Saying the X and Y are "the same". They are not. Y is much smaller, has fewer genes, and pairs with X only at small regions.

Saying humans have "23 chromosomes". Humans have 46 chromosomes in 23 pairs (somatic cells) and 23 chromosomes (gametes).

Saying karyotypes show gene mutations. Karyotypes show chromosome-level changes (number, large rearrangements). Single-gene mutations are not visible on a karyotype; they need DNA sequencing or PCR.

Forgetting that non-disjunction can happen in either meiosis I or meiosis II. I: the homologous pair fails to separate. II: the sister chromatids fail to separate.

In one sentence

A chromosome is a length of DNA wound around histones into chromatin, condensed during cell division into the visible X-shape; humans have 46 chromosomes in 23 pairs (22 autosomal pairs plus XX in females or XY in males), and a karyotype is a visual display of these chromosomes used to identify numerical abnormalities (such as trisomy 21 in Down syndrome) and structural abnormalities (deletions, duplications, inversions, translocations).

Past exam questions, worked

Real questions from past VCAA papers on this dot point, with our answer explainer.

2023 VCE3 marksDescribe how DNA is organised into chromosomes in a eukaryotic cell.
Show worked answer →

A 3-mark answer needs DNA, histones, and the levels of packaging.

The DNA double helix wraps twice around a core of eight histone proteins to form a nucleosome (the "bead" on the "string" of DNA). Many nucleosomes joined by short stretches of linker DNA form chromatin, the working state of DNA in interphase.

During cell division, chromatin supercoils and condenses further: the nucleosome string coils into a 30-nm fibre, which loops and folds into the visible chromosome seen at metaphase.

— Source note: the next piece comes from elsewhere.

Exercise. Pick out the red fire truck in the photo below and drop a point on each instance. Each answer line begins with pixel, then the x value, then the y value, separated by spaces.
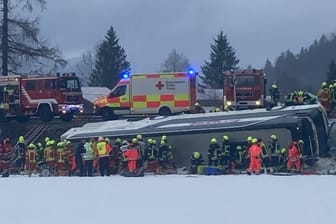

Each chromosome is one continuous DNA molecule wound around histones. Humans have 46 chromosomes in 23 homologous pairs, totalling about 3 billion base pairs.

2025 VCE3 marksA karyotype shows three copies of chromosome 21. Identify the condition and explain how it arises.
Show worked answer →

A 3-mark answer needs identification, the mechanism, and the cellular outcome.

Three copies of chromosome 21 (trisomy 21) is Down syndrome.

It arises from non-disjunction during meiosis in one of the parents (usually the mother). Non-disjunction is the failure of homologous chromosomes to separate at meiosis I (or sister chromatids at meiosis II). One gamete ends up with 24 chromosomes (an extra 21) and the other with 22.

When the 24-chromosome gamete is fertilised by a normal 23-chromosome gamete, the zygote has 47 chromosomes including three copies of 21. The risk of non-disjunction rises with maternal age. Karyotyping confirms the diagnosis prenatally (from amniocentesis or CVS) or after birth.